It looks like the answer is morally "no." Now, there is a formal closure for which we can solve free polynomials: As in the case of fields, you take an inductive limit. Let $\Bbb H=R$ be our normed division algebra. Then
$$\overline{R}=\varinjlim_{[L:R]<\infty} L$$
where the inductive system is taken relative to inclusions of algebra extensions $L/R$ of finite dimension over $R$, each of the form
$$L_p=R\{x\}/(p(x))$$
where $p(x)$ is irreducible over $R$ and $R\{x\}$ is the polynomials freely generated as in case ($2$). This certainly has the required property that all polynomials in $R$ have a root in $\overline{R}$, and any other such object has a copy of this inside of it for purely formal reasons.
I note that the directed system so-defined is indeed a directed system--in fact a lattice--so this should go through unless I'm missing something obvious.

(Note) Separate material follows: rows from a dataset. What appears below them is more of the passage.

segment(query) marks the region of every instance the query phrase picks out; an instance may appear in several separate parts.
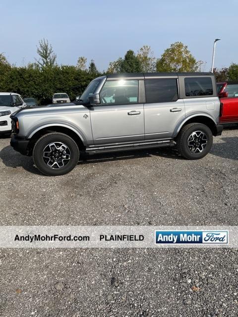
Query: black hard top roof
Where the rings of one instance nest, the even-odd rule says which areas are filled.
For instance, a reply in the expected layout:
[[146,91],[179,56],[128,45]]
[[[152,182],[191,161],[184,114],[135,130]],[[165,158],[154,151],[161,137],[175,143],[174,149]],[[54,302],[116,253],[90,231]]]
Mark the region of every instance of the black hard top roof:
[[121,74],[109,74],[107,77],[109,79],[113,78],[145,78],[146,77],[178,77],[178,76],[214,76],[213,73],[202,73],[200,72],[191,73],[123,73]]

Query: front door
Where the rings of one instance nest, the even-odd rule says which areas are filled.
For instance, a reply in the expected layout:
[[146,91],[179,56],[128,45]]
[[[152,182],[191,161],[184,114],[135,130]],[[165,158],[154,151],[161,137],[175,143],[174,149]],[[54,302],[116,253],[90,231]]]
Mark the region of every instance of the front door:
[[143,104],[138,103],[138,80],[105,82],[100,105],[90,109],[95,145],[144,139]]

rschweib has noted that the result is no longer a division algebra, so this is really not ideal, but the "algebraic closure" property holds, and necessarily it's a minimal ring where this property can hold, so it seems this is the best we can hope for. However we also cannot force algebraicness of the result since $R\{x\}/(xi+ix-j)$ doesn't make $x$ algebraic appropriately in the sense that you want to mimic the field case's excellent definition that algebraicness means $F(\alpha)/F$ is finite dimensional as an algebra over $F$, which doesn't hold in this setting.